A ComRes poll of more than 2,000 adults reveals the extent of the damage caused by the NHS reform debacle:


Twelve months ago the Prime Minister could have opted against significant NHS reform and continued his opposition years tactic of being the NHS' staunchest defender. He was, after all, protecting the NHS budget while Labour wanted to cut it. Alternatively he could have become the patient's champion and introduced much greater competition into the NHS. This would have been unpopular in the short-run but would have moved Britain towards European models of healthcare and their better health outcomes.

Unfortunately we have ended up with the worst of all situations. The public have watched the PM launch what they perceived as radical reforms. The benefits of those reforms were never properly explained and became unpopular. The Lib Dems - despite the PM's protestations - are claiming the credit for diluting those reforms. Clegg is proudly declaring that 11 of 13 Liberal Democrat demands have been met. One Lib Dem MP is saying that voters "can't trust the Tories with the NHS". We have ended up with (1) reforms that are still worth supporting but risk becoming very bureaucratic and (2) a badly undermined health secretary.

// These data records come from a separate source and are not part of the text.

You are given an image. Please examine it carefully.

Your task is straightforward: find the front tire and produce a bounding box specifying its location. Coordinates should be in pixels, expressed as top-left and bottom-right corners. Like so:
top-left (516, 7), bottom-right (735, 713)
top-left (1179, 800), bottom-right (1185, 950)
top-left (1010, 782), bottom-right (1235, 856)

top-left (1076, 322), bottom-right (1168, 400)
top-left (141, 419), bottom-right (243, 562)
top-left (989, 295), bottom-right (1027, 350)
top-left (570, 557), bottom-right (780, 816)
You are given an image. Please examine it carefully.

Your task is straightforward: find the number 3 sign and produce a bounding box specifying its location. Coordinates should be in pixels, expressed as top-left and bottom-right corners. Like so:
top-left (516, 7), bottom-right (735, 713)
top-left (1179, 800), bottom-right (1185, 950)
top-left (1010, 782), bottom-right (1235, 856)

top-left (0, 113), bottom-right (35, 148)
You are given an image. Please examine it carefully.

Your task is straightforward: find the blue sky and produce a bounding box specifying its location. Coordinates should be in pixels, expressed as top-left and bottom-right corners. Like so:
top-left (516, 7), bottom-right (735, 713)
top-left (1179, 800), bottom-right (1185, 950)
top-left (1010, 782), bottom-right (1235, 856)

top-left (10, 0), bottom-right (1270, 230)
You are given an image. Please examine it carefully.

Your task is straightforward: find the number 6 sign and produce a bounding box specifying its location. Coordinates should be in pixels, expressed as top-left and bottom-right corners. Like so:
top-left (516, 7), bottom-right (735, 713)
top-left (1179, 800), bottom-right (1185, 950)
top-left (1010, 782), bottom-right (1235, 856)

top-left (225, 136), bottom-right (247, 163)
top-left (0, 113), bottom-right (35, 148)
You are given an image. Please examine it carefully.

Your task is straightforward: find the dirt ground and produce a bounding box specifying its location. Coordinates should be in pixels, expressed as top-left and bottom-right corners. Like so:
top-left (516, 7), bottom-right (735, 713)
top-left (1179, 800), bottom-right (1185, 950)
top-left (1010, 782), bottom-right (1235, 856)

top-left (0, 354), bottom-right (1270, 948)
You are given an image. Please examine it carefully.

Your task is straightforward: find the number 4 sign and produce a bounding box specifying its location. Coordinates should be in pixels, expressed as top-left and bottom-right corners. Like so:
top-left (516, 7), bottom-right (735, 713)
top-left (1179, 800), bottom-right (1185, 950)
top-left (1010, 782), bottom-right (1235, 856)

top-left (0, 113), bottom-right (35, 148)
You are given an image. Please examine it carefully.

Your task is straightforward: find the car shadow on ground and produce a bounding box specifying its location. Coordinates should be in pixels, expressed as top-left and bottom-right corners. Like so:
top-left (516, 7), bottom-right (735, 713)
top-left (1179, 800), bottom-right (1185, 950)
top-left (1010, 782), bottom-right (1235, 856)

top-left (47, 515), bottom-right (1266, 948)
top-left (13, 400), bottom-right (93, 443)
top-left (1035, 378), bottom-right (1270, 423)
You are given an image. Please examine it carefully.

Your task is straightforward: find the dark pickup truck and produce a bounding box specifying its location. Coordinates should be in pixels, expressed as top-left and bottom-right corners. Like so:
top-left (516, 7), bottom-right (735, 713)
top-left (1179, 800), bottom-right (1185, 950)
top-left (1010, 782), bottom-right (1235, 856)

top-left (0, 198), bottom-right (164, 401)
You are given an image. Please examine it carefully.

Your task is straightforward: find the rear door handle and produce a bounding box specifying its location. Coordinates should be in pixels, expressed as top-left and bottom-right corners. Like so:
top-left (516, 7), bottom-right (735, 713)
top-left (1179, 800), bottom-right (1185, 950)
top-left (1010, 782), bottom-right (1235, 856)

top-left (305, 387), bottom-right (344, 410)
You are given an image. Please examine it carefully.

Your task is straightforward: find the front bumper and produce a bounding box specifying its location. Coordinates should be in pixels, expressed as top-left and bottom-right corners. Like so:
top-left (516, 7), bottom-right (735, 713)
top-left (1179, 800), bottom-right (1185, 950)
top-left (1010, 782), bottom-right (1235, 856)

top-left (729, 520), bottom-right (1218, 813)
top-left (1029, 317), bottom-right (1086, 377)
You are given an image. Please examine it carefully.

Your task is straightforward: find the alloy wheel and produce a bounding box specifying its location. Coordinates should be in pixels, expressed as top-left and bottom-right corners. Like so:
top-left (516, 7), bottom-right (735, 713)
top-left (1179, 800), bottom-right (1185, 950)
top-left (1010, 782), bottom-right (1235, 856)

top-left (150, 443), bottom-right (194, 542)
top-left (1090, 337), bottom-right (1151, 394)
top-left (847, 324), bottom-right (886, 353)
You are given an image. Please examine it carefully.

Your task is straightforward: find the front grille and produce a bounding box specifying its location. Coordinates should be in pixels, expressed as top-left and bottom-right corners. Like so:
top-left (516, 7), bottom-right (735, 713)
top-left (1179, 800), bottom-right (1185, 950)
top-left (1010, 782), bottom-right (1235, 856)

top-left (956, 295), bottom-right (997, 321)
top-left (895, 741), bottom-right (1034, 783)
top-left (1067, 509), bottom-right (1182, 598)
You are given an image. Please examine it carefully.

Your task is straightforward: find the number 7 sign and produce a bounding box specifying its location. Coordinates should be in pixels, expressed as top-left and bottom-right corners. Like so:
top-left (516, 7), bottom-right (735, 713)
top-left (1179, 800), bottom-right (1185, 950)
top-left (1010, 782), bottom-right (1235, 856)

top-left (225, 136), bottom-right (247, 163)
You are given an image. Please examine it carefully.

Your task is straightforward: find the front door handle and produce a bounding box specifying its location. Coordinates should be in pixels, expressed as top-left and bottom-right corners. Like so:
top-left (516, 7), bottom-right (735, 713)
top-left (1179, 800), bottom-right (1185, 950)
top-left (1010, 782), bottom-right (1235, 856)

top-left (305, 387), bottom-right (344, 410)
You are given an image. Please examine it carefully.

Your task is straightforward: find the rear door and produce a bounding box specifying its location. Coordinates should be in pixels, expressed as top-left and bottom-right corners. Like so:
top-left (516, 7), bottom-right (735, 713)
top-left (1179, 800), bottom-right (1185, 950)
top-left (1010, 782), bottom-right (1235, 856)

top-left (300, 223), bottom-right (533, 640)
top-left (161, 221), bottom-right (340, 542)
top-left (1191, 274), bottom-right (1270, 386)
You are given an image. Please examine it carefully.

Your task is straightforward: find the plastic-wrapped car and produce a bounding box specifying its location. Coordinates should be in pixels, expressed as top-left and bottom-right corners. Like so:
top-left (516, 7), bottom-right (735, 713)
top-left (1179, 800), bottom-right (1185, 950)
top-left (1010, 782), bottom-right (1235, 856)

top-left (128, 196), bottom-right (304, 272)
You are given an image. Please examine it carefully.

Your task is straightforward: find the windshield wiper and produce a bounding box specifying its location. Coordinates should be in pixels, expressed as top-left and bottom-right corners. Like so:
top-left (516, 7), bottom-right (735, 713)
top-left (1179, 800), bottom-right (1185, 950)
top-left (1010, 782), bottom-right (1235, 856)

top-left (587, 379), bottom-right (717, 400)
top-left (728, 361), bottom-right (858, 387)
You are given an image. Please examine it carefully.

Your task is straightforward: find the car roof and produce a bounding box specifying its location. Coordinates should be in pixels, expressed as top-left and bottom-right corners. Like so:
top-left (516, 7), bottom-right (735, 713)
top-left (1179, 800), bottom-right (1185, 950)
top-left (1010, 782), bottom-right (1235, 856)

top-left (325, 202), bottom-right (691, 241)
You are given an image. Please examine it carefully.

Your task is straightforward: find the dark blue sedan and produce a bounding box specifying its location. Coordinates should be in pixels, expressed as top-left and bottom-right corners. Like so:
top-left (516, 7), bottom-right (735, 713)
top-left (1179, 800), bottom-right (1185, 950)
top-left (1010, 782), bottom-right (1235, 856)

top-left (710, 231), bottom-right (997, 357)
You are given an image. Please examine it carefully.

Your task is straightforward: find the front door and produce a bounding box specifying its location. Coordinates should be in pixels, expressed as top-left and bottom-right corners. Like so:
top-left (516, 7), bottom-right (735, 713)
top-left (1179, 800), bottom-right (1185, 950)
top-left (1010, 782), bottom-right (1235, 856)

In better news a Populus poll for tomorrow's Times has Labour just 1% ahead (40% to 39%). And with the Lib Dems at just 9% in the same survey, Nick Clegg is not benefiting from torpedo-ing reforms he supported only a few months ago. If the Tories are failing to impress on the NHS it seems that other issues are reassuring voters. The Times (£) reports that Cameron and Osborne have a 41% to 23% advantage over Balls and Miliband on economic trustworthiness. Their 18% advantage today was just 11% in March.